Merron’s hands rose to circle my ribcage. I kissed him hard, fervently, and when he released my waist to spear his fingers into my hair, I pulled him down onto the bed atop me.

Amryssa’s wedding dress rumpled beneath us. Merron half-straightened, propping himself on an elbow as he considered the crushed gown with alarm. “What, right here?”

“Yes, here.” I tugged at his gray steward’s jacket.

“Are you sure?”

“Very.”

He searched my eyes, gauging my determination, but ultimately gave in. He dove for my mouth again, his hips slotting between my thighs as he fumbled with the fastenings of my dress.

I closed my eyes. This felt...right, somehow, desecrating the symbol of Amryssa’s subjugation like this.

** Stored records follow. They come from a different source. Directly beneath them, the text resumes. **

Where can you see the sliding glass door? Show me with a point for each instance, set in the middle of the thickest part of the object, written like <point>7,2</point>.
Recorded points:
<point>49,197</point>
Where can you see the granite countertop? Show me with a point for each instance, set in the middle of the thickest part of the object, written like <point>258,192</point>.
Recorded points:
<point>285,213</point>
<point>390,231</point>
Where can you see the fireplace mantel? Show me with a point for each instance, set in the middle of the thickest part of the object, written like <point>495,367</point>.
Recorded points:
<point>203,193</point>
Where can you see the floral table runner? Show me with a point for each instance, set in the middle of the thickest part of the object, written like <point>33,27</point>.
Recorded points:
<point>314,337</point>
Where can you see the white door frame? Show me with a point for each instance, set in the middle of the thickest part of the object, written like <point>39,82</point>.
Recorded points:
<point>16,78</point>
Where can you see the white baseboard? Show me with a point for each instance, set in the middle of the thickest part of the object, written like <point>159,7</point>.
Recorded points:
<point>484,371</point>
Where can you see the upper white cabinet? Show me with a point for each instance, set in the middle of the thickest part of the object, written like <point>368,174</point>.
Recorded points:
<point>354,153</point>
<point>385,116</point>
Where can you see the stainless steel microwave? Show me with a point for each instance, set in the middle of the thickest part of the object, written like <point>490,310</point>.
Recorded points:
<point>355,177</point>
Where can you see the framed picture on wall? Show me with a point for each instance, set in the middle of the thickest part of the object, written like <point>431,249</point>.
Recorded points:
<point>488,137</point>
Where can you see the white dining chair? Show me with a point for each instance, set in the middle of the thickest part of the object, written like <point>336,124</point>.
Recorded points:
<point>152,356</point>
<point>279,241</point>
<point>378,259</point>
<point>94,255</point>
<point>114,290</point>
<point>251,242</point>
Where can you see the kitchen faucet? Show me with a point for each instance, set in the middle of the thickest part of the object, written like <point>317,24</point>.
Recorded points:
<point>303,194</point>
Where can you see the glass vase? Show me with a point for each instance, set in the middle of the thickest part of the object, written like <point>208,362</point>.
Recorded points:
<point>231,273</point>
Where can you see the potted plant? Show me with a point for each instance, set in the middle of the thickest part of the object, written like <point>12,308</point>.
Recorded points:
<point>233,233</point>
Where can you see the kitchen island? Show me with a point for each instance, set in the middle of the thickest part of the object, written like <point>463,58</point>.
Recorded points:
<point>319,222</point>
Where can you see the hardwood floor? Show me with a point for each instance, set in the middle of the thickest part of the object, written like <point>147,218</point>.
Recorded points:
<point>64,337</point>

Soon, my red dress lay in a heap on the floor, joined shortly by Merron’s livery, then my corset and underthings. I welcomed him, opening my arms, parting my legs, taking everything he could give.

His sweat mingled with mine as the sunshine cooked us to a simmer.

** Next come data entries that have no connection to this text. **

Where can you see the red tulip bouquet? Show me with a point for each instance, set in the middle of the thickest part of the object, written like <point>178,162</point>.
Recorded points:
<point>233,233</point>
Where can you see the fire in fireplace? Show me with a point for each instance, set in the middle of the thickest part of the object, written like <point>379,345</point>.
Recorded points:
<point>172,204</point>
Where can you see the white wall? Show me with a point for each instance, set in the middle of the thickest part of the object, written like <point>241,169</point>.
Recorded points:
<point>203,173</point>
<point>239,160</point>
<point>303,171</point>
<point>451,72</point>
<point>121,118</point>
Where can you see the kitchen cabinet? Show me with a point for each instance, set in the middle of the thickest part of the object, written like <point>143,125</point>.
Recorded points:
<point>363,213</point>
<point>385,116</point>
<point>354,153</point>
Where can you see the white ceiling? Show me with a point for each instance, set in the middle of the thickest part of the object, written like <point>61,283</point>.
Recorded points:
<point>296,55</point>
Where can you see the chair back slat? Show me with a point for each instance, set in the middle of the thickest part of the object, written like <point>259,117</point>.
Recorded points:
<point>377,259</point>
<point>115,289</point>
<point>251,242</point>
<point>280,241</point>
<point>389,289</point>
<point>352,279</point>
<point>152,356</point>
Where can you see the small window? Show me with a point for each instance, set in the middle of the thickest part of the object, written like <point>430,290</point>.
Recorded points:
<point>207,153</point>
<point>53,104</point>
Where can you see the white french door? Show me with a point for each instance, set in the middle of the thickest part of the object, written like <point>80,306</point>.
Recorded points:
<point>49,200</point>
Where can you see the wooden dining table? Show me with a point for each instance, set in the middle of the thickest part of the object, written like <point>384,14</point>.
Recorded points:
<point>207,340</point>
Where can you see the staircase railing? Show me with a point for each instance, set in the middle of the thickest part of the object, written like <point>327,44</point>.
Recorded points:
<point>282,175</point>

I fell inward, into that endless warm ravine filled with sensation and half-formed whispers.

My fingers roved over hot skin and shifting muscle.

Merron’s labored breaths scorched my ear as we moved together. Each minute melted into the next.

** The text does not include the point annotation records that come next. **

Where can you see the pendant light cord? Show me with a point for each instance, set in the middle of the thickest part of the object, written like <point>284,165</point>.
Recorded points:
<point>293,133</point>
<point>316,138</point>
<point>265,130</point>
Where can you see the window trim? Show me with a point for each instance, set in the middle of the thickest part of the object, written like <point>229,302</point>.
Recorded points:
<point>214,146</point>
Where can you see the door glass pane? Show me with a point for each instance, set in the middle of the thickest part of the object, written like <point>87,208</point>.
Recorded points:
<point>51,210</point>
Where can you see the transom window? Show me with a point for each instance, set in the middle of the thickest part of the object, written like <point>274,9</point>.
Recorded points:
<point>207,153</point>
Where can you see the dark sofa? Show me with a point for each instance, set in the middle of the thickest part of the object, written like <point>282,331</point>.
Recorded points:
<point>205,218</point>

He finally spent himself with a guttural cry and collapsed on top of me.

I held him for long minutes. I didn’t usually, but today, gratitude shone within me, spilling out in my embrace.

“I might not be able to do this again,” I murmured. “Not for a while.”

He raised his head, his brow pleated. “What? Why not?’

I bit my lip. I shouldn’t have admitted that, but I cared for him. Not in the way he cared for me, exactly, but enough that I wanted to tell him the truth.

Which I couldn’t, of course.

“Because,” I hedged. “Amryssa needs me.”

What would happen tomorrow, once Olivian discovered my treachery? Whatever my punishment, it probably wouldn’t leave me free to couple with our head steward in the middle of the day. “She’s losing weight, and her mind is getting worse. Which means I need to be with her. Now more than ever.”

Merron twined my hair around his fist, his expression pained. “But you’re always with her.”

“Not always . Not right now.”

“No, but...” His brows crooked. “She consumes you, Harlowe. I keep hoping you’ll realize it. I wait for you every evening, you know, in my room. I fall asleep wondering if the door’s about the crack open. If tonight’ll be the night you finally come to me and say you’ve had enough.”

My chest twinged. I eased out from under him and sat up. “I don’t know why. I’m not worth dreaming about. And I thought we agreed to no talking.”

“We did, but...” He trailed off, but apparently, he couldn’t help himself. “You are worth dreaming about. You’re the only person in this goddess-forsaken place that is.”

I averted my face, an intolerable ache unfurling behind my breastbone.

“You understand that, right?” His tone grew imploring. “You must know you’re the only reason I’m still here.”

I stood and went toward my vanity. The walls bowed inward, crowding me, and I picked up the first thing my fingers touched, a dented metal hairbrush I turned over and over.

I remembered now why I hadn’t slept with Merron in months. He always did this, no matter how many times he promised not to. “I don’t think I can give you what you want. I’m sorry, Merron, but I can’t.”

An exhale punched out of him. “But I’m not asking for that much. Just for you to let me in, Harlowe. To stop running when I get close.”

“I don’t run .” I thunked the brush down. “How can you even say that? I’m right here. I’ve been here. I suffer through these nightmares month after month, year after year. I never even complain.”